For our analysis of the accuracy of screening tools (KQ 2), we identified 10 studies reporting test characteristics for English-language screeners.^{27,40,42,50-56} In general, studies were of fair to good quality, although external validity was only poor to fair. Specifically, the study populations were nearly entirely white, so the accuracy of these screeners in other perinatal populations is not clear. A major limitation in the available evidence is the very small number of depressed patients involved, a fact that results in substantial imprecision in the point estimate of sensitivity and prevented us from reasonably determining an ideal cutoff point.

For depression during pregnancy, we found only one study reporting on screening accuracy in a population, with 6 patients with major depression and 14 patients with either major or minor depression. For major depression, sensitivities for the Edinburgh Postnatal Depression Scale (EPDS) at all thresholds evaluated (12, 13, 14, 15) were 1.0, underscoring the markedly small number of depressed patients involved; specificities ranged from 0.79 (at EPDS >12) to 0.96 (at EPDS >15). For major or minor depression, sensitivity was much poorer (0.57 to 0.71), and specificity remained fairly high (0.72 to 0.95).

For postpartum depression, also, the small number of depressed patients involved in the studies precluded identifying an optimal screener or an optimal threshold for screening. Our ability to combine the results of different studies in a meta-analysis was limited by the use of multiple cutoffs and other differences in the studies that would have made the pooled estimate hard to interpret. Where we were able to combine the results through meta-analysis, the pooled analysis did not add to what one could conclude from individual studies.

For women with major depression alone, specificity for all screeners (the Beck Depression Inventory [BDI], the Postpartum Depression Screening Scale [PDSS], and the EPDS) was relatively high and overlapped substantially. This finding suggests that a positive screen was accurate in ruling major depression in; that is, the risk that a screen with one of these instruments would be falsely positive was low. By contrast, sensitivities varied much more. The EPDS and the PDSS appeared to be more sensitive (with estimates ranging from 0.75 to 1.0 at different thresholds) than the BDI instruments (with estimates from 0.32 to 0.68), but the wide CIs overlapped nearly completely.
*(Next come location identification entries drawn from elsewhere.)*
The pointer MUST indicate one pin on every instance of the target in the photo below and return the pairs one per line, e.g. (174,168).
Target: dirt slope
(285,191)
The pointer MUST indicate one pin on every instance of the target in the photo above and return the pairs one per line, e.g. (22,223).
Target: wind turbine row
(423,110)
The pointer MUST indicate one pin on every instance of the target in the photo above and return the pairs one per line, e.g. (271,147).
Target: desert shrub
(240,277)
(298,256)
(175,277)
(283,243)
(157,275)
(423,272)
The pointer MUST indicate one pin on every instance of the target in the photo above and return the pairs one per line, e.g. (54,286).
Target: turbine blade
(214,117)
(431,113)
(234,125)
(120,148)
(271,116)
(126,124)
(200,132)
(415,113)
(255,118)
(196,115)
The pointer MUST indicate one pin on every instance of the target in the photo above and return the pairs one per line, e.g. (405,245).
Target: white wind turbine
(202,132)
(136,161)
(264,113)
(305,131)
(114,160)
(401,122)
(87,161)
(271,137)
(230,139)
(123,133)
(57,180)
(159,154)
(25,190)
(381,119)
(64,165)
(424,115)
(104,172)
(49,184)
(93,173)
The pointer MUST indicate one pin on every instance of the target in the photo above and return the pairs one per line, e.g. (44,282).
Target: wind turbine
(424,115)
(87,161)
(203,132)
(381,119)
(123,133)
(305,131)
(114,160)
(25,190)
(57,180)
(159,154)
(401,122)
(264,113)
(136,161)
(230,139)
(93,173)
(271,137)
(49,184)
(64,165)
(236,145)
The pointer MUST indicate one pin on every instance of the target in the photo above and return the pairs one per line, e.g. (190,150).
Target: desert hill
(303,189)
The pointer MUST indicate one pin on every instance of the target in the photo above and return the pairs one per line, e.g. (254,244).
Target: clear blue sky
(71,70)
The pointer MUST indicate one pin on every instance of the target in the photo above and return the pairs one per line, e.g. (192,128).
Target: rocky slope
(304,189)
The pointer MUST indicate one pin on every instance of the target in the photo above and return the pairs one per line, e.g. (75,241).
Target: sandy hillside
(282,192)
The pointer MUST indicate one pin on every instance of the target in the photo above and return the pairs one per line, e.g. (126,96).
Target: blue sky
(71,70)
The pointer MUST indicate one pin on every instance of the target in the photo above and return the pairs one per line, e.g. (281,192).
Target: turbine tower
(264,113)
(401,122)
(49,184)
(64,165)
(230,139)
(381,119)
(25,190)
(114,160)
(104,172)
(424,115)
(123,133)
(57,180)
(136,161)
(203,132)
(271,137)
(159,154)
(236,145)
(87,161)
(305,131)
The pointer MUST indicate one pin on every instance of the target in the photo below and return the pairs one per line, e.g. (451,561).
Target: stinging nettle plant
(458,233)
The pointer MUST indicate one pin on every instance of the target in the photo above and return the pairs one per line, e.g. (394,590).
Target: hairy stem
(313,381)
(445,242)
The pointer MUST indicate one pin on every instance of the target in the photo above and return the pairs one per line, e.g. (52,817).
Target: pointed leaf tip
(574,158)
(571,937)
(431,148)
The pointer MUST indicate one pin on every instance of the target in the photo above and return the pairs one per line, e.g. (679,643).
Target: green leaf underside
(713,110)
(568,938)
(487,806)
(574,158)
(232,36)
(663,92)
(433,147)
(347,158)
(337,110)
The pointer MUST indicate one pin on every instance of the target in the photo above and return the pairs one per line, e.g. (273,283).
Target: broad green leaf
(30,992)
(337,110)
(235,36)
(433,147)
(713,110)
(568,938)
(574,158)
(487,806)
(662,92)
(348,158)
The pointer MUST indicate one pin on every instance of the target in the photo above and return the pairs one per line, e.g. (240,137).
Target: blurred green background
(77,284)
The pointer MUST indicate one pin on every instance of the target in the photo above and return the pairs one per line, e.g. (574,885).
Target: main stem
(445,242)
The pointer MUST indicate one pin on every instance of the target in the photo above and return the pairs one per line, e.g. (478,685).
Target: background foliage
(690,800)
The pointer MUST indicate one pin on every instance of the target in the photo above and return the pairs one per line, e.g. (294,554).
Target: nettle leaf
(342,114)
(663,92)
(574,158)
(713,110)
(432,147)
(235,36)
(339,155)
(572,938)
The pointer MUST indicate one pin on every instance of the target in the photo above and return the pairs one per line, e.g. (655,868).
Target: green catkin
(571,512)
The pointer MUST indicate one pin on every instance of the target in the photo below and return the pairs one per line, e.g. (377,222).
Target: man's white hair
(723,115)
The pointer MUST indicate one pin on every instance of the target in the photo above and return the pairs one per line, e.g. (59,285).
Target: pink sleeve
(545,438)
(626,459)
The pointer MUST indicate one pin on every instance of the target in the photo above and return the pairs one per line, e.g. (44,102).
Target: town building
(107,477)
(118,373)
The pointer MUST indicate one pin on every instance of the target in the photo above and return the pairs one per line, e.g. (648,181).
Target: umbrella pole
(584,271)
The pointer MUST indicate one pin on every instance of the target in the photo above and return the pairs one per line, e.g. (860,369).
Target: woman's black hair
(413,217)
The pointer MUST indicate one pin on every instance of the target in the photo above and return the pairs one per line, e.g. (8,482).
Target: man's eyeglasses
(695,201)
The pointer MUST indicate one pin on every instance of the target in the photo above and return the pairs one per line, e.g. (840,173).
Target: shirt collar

Thus, we could not say with confidence that the sensitivity estimates using the different tools were different.

The point estimates are consistent with what is reported for depression screeners in primary care settings.⁵⁷ Still, the imprecision is important to clarify. If falsely missing depression (a false negative) is worse than falsely identifying it (as may be the case with this disorder), clinicians must be able to feel confident that the screen is usually positive if the disease is there and that a negative result can help rule out the illness.

For patients with major or minor depression, results were reported for EPDS, BDI, PDSS, and the Center for Epidemiologic Studies Depression Scale (CES-D). Specificity estimates remained relatively high, but sensitivity results were much lower (ranging from 0.43 to 0.71) than for major depression alone. This means that the ability of the screening instrument to score women as positive for this condition when the disease is present was poorer than for major depression alone. Again, neither any particular cutoff nor any particular screening instrument performed differently from the others. No available comparators were found for primary care populations.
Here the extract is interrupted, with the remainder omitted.